Levenberg–Marquardt algorithm

In mathematics and computing, the Levenberg–Marquardt algorithm (LMA), also known as the damped least-squares (DLS) method, is used to solve non-linear least squares problems. These minimization problems arise especially in least squares curve fitting.

The LMA is used in many software applications for solving generic curve-fitting problems. However, as for many fitting algorithms, the LMA finds only a local minimum, which is not necessarily the global minimum. The LMA interpolates between the Gauss–Newton algorithm (GNA) and the method of gradient descent. The LMA is more robust than the GNA, which means that in many cases it finds a solution even if it starts very far off the final minimum. For well-behaved functions and reasonable starting parameters, the LMA tends to be a bit slower than the GNA. LMA can also be viewed as Gauss–Newton using a trust region approach.

The algorithm was first published in 1944 by Kenneth Levenberg,^[1] while working at the Frankford Army Arsenal. It was rediscovered in 1963 by Donald Marquardt^[2] who worked as a statistician at DuPont and independently by Girard,^[3] Wynne^[4] and Morrison.^[5]

The problem

The primary application of the Levenberg–Marquardt algorithm is in the least-squares curve fitting problem: given a set of $m$ empirical datum pairs (x_i, y_i) of independent and dependent variables, find the parameters β of the model curve f(x, β) so that the sum of the squares of the deviations is minimized:

{\hat {\beta }}=\operatorname {argmin} \limits _{\beta }S(\beta )\equiv \operatorname {argmin} \limits _{\beta }\sum _{i=1}^{m}[y_{i}-f(x_{i},{\boldsymbol {\beta }})]^{2}.

The solution

Like other numeric minimization algorithms, the Levenberg–Marquardt algorithm is an iterative procedure. To start a minimization, the user has to provide an initial guess for the parameter vector, β. In cases with only one minimum, an uninformed standard guess like β^T = (1, 1, ..., 1) will work fine; in cases with multiple minima, the algorithm converges to the global minimum only if the initial guess is already somewhat close to the final solution.

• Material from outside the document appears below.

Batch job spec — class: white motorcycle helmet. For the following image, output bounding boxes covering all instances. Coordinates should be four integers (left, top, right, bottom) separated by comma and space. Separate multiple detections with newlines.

In each iteration step, the parameter vector β is replaced by a new estimate β + δ. To determine δ, the functions $f(x_{i},{\boldsymbol {\beta }}+{\boldsymbol {\delta }})$ are approximated by their linearizations:

f(x_{i},{\boldsymbol {\beta }}+{\boldsymbol {\delta }})\approx f(x_{i},{\boldsymbol {\beta }})+J_{i}{\boldsymbol {\delta }},

where

J_{i}={\frac {\partial f(x_{i},{\boldsymbol {\beta }})}{\partial {\boldsymbol {\beta }}}}

is the gradient (row-vector in this case) of f with respect to β.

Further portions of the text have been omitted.